Abstract
Maintaining a healthy periodontium during restorative procedures is an indispensable condition for achieving optimal functioning and esthetics. Thus, the knowledge of anatomy, influence of the restorative material and its complement on periodontium is vital. Difficulty in maintaining adequate biological width (BW) is a frequent problem encountered in this type of reconstruction.

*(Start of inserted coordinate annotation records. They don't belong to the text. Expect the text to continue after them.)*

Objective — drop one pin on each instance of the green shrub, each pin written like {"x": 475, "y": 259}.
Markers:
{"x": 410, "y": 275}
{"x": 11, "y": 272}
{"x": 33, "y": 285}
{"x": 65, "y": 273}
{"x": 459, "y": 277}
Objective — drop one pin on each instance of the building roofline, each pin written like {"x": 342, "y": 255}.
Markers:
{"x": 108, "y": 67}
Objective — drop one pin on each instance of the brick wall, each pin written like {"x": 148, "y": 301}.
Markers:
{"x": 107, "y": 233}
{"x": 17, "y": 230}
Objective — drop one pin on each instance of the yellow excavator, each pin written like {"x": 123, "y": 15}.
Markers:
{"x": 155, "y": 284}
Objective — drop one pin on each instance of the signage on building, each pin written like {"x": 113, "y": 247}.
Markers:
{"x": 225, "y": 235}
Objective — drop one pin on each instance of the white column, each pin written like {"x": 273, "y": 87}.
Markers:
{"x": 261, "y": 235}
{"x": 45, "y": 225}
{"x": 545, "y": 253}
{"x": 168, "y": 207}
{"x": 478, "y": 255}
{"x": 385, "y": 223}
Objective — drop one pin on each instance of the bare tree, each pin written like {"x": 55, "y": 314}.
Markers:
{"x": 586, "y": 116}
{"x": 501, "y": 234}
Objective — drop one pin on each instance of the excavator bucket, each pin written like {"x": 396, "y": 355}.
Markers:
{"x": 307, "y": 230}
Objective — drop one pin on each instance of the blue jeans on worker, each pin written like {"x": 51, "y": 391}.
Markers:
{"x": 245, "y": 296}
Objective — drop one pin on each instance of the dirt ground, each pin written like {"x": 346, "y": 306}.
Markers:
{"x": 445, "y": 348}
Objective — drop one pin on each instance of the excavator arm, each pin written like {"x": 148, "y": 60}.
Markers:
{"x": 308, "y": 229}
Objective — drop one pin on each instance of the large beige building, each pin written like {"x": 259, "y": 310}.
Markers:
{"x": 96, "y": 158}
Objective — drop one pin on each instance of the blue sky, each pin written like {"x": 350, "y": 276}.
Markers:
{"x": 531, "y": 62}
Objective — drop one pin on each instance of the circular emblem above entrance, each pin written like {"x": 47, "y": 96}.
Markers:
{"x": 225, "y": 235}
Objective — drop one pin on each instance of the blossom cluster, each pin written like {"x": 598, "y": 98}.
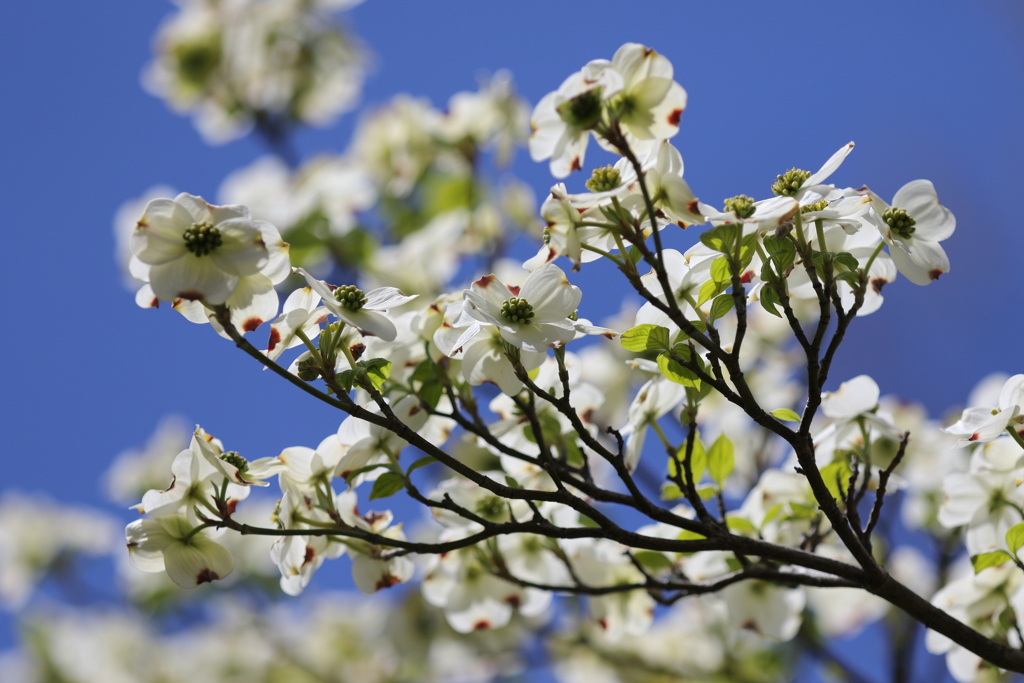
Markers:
{"x": 240, "y": 63}
{"x": 770, "y": 489}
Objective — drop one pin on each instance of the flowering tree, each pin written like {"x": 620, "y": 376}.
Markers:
{"x": 761, "y": 510}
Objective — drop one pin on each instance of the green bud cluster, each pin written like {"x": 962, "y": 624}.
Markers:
{"x": 623, "y": 104}
{"x": 899, "y": 222}
{"x": 603, "y": 179}
{"x": 350, "y": 297}
{"x": 308, "y": 370}
{"x": 787, "y": 183}
{"x": 584, "y": 111}
{"x": 202, "y": 239}
{"x": 517, "y": 310}
{"x": 820, "y": 205}
{"x": 232, "y": 458}
{"x": 741, "y": 205}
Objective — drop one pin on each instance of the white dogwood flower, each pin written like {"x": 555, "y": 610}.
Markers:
{"x": 364, "y": 310}
{"x": 173, "y": 544}
{"x": 196, "y": 250}
{"x": 534, "y": 317}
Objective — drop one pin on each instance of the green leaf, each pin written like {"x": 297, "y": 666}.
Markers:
{"x": 645, "y": 337}
{"x": 721, "y": 459}
{"x": 676, "y": 373}
{"x": 720, "y": 269}
{"x": 652, "y": 560}
{"x": 356, "y": 472}
{"x": 671, "y": 492}
{"x": 781, "y": 252}
{"x": 708, "y": 291}
{"x": 836, "y": 475}
{"x": 769, "y": 299}
{"x": 430, "y": 392}
{"x": 721, "y": 239}
{"x": 740, "y": 524}
{"x": 378, "y": 370}
{"x": 852, "y": 276}
{"x": 698, "y": 460}
{"x": 847, "y": 259}
{"x": 707, "y": 492}
{"x": 1015, "y": 538}
{"x": 721, "y": 306}
{"x": 422, "y": 462}
{"x": 990, "y": 559}
{"x": 388, "y": 483}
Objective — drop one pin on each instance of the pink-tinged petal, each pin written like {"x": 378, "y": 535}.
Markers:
{"x": 489, "y": 293}
{"x": 551, "y": 295}
{"x": 146, "y": 540}
{"x": 193, "y": 278}
{"x": 301, "y": 299}
{"x": 829, "y": 166}
{"x": 279, "y": 264}
{"x": 853, "y": 397}
{"x": 540, "y": 336}
{"x": 253, "y": 302}
{"x": 547, "y": 128}
{"x": 198, "y": 208}
{"x": 668, "y": 114}
{"x": 544, "y": 256}
{"x": 569, "y": 153}
{"x": 773, "y": 212}
{"x": 158, "y": 237}
{"x": 933, "y": 221}
{"x": 369, "y": 323}
{"x": 243, "y": 251}
{"x": 371, "y": 574}
{"x": 1012, "y": 393}
{"x": 629, "y": 59}
{"x": 926, "y": 262}
{"x": 484, "y": 361}
{"x": 198, "y": 561}
{"x": 317, "y": 286}
{"x": 144, "y": 298}
{"x": 384, "y": 298}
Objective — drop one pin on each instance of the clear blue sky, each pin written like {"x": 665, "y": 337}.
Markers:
{"x": 927, "y": 89}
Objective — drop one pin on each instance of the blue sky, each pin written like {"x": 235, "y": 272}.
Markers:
{"x": 926, "y": 90}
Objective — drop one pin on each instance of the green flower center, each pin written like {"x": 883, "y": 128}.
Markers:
{"x": 517, "y": 310}
{"x": 489, "y": 507}
{"x": 198, "y": 60}
{"x": 350, "y": 296}
{"x": 232, "y": 458}
{"x": 202, "y": 239}
{"x": 820, "y": 205}
{"x": 899, "y": 222}
{"x": 584, "y": 111}
{"x": 741, "y": 205}
{"x": 791, "y": 181}
{"x": 603, "y": 179}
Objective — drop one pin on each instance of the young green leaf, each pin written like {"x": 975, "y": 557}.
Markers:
{"x": 721, "y": 459}
{"x": 785, "y": 415}
{"x": 990, "y": 559}
{"x": 1015, "y": 538}
{"x": 388, "y": 483}
{"x": 645, "y": 337}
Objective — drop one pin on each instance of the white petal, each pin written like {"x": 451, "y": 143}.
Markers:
{"x": 198, "y": 561}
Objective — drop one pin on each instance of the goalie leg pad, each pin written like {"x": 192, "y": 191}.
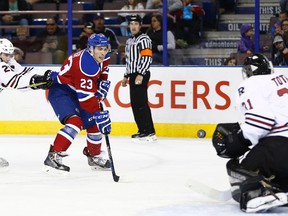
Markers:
{"x": 253, "y": 191}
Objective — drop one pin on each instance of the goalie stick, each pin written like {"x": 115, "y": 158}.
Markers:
{"x": 208, "y": 191}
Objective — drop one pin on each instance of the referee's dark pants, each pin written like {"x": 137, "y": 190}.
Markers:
{"x": 139, "y": 104}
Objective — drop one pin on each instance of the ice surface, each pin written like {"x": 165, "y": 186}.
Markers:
{"x": 153, "y": 180}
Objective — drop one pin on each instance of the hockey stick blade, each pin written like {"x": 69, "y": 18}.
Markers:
{"x": 32, "y": 85}
{"x": 115, "y": 176}
{"x": 208, "y": 191}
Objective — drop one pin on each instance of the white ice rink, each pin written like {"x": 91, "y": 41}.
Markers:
{"x": 153, "y": 180}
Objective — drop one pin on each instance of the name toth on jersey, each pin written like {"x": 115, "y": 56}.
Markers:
{"x": 259, "y": 98}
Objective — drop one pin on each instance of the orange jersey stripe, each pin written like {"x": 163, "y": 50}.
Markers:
{"x": 146, "y": 52}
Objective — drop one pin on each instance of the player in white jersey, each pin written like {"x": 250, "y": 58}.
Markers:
{"x": 258, "y": 171}
{"x": 14, "y": 76}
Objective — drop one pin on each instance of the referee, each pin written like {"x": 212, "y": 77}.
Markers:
{"x": 138, "y": 53}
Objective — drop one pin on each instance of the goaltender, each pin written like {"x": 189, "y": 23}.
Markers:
{"x": 258, "y": 148}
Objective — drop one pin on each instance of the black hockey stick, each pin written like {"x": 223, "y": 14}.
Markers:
{"x": 115, "y": 177}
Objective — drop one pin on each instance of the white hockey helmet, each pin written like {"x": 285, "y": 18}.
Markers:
{"x": 6, "y": 46}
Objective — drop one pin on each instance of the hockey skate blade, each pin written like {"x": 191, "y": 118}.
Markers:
{"x": 97, "y": 168}
{"x": 53, "y": 171}
{"x": 263, "y": 204}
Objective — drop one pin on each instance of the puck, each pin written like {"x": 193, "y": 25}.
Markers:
{"x": 201, "y": 133}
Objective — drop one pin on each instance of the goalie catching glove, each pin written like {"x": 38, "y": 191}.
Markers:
{"x": 103, "y": 88}
{"x": 41, "y": 81}
{"x": 103, "y": 121}
{"x": 228, "y": 140}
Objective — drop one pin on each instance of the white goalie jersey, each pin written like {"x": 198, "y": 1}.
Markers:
{"x": 13, "y": 75}
{"x": 263, "y": 99}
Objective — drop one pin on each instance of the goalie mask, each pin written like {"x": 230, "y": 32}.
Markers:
{"x": 228, "y": 140}
{"x": 257, "y": 64}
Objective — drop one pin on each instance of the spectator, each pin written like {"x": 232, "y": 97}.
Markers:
{"x": 189, "y": 24}
{"x": 109, "y": 33}
{"x": 131, "y": 5}
{"x": 53, "y": 40}
{"x": 283, "y": 5}
{"x": 18, "y": 55}
{"x": 155, "y": 33}
{"x": 284, "y": 30}
{"x": 280, "y": 57}
{"x": 276, "y": 28}
{"x": 174, "y": 7}
{"x": 13, "y": 19}
{"x": 246, "y": 43}
{"x": 87, "y": 31}
{"x": 230, "y": 61}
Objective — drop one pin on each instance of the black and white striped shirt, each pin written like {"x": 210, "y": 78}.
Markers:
{"x": 138, "y": 54}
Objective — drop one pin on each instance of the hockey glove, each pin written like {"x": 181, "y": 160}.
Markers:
{"x": 103, "y": 121}
{"x": 41, "y": 81}
{"x": 228, "y": 140}
{"x": 103, "y": 88}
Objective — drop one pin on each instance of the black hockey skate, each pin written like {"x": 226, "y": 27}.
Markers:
{"x": 97, "y": 162}
{"x": 53, "y": 162}
{"x": 264, "y": 198}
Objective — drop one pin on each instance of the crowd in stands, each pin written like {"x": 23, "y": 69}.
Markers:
{"x": 53, "y": 38}
{"x": 184, "y": 29}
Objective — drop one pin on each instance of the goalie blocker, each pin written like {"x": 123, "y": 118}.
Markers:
{"x": 228, "y": 140}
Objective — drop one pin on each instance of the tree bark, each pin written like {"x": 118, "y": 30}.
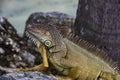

Crown lengthening is commonly used to maintain the dentogingival complex in optimal conditions and to correct aesthetic defects through a smile design. Piezosurgery, which uses a modulated ultrasonic frequency, permits highly precise and safe cutting of hard tissue. Because of its highly selective and accurate nature, its use may be extended to more complex surgical and interdisciplinary cases. In this case report, we present the contemporary use of piezosurgery for crown lengthening procedure.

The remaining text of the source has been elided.